Second, Eric Ormsby has an essay on Robert Bridges, “Robert Bridges's New Cadence,” which I’m certainly looking forward to. It’s the first piece on Bridges in a major publication in long, long time. The essay is available online at the NC web site. Winters considered some of Bridges’s work to be great, however much he has been scorned by most modern critics and poets -- and I agree with Winters with all my critical heart. Bridges’s work deserves careful study and should have been serving as one of the foundation stones of our poetic future. Sadly, though, it has long lain buried in some rubble heap. Winters never stopped championing this great poet’s work, and nor will I, whenever I get the chance, which I hope will come often on this blog. Set Yeats aside; set Eliot aside, too. Give me Bridges.

Further on, the readable and sharp poet X.J. Kennedy, sometime New Formalist, offers yet another essay on a poet whom Winters considered great, “The Enduring Specter of E. A. Robinson,” on the underappreciated American poet about whom a new biography recently came out. I have discussed Robinson briefly on this blog in these opening months, and I look forward to carefully examining Kennedy’s overview of Robinson’s superior work. Kennedy, it seems, offers one of Robinson’s more obscure poems as one of his best. I’ll be particularly interested in that matter.

On tap as well is yet another essay by the NC poetry editor David Yezzi, another piece that I look forward to reading: “The Amis Country,” which concerns the fiction and poetry of Kingsley Amis. Amis was a sometime formalist who deserves some attention, though his work cannot stand among the greats.
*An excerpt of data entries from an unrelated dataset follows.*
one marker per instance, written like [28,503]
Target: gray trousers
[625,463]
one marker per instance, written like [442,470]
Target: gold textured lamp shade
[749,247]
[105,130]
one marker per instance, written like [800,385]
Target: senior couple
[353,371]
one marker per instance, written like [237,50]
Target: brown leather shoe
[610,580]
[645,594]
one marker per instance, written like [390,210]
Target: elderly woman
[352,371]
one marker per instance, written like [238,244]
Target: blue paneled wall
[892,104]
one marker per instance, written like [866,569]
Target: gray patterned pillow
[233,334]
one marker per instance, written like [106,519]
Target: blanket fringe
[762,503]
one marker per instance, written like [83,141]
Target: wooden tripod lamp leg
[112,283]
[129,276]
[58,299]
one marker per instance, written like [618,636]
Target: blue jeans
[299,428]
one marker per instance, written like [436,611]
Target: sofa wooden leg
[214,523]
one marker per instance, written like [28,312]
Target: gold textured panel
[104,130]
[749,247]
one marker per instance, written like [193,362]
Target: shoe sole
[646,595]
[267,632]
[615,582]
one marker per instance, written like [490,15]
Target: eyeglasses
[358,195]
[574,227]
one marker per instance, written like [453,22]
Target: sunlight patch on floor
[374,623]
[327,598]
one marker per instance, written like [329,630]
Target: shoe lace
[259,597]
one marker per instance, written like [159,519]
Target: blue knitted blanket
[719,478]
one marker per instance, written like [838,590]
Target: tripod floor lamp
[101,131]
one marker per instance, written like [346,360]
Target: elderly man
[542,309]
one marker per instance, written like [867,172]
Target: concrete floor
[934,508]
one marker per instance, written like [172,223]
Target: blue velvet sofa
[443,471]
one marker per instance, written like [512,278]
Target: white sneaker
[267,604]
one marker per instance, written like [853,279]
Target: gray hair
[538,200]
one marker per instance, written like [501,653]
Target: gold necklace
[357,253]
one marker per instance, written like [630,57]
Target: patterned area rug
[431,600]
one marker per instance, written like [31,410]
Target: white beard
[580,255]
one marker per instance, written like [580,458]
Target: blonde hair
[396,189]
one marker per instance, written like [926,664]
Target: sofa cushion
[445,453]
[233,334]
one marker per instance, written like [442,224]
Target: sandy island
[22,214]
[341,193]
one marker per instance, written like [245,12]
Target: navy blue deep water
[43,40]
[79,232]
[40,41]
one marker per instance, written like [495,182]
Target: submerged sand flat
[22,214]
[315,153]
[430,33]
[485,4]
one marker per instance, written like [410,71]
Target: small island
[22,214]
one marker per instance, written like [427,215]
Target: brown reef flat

But I am willing to give his poetry and fiction another good look. Yezzi is a fine writer whom I pay attention to. Even though he is no Wintersian, he has certainly profited from his study of Winters in a number of significant ways.

Included in this issue is another essay by John Simon, who has made a few appearances in the NC of late on poetry. After decades of reviewing plays and films for New York magazine and the National Review, Simon, in retirement, has been focusing on new subjects. I have always deeply appreciated Simon’s film criticism, as well as his work in defending good usage and standard formal grammar. He is my most trusted film critic, though I wouldn’t say there is any Wintersian bent to his work in film or literature. His piece is on German poetry: “The Three Ms of German Poetry,” which is about an anthology of 20th-century German poetry edited by Michael Hofmann.

Finally, the issue has a nice sampling of some strong poetry, including “Untitled” by Adam Kirsch, “Domestic Cappadocia” by Ben Downing, “Deus ex machina” by A.E. Stallings, and “Summer in the high purpose of clouds” by William Logan. I found all these pieces worth reading. All are available online.

Whether you are conservative or liberal in politics should not matter. I hope you will take my recommendation and follow the New Criterion on poetry. There is nothing else like its work in this field in American culture today.

Certainly, I will come around on this blog soon to the NC’s new essays on Frost’s famous poems, on Robinson, and most importantly on Robert Bridges. I might have something to say about the other pertinent essays as well.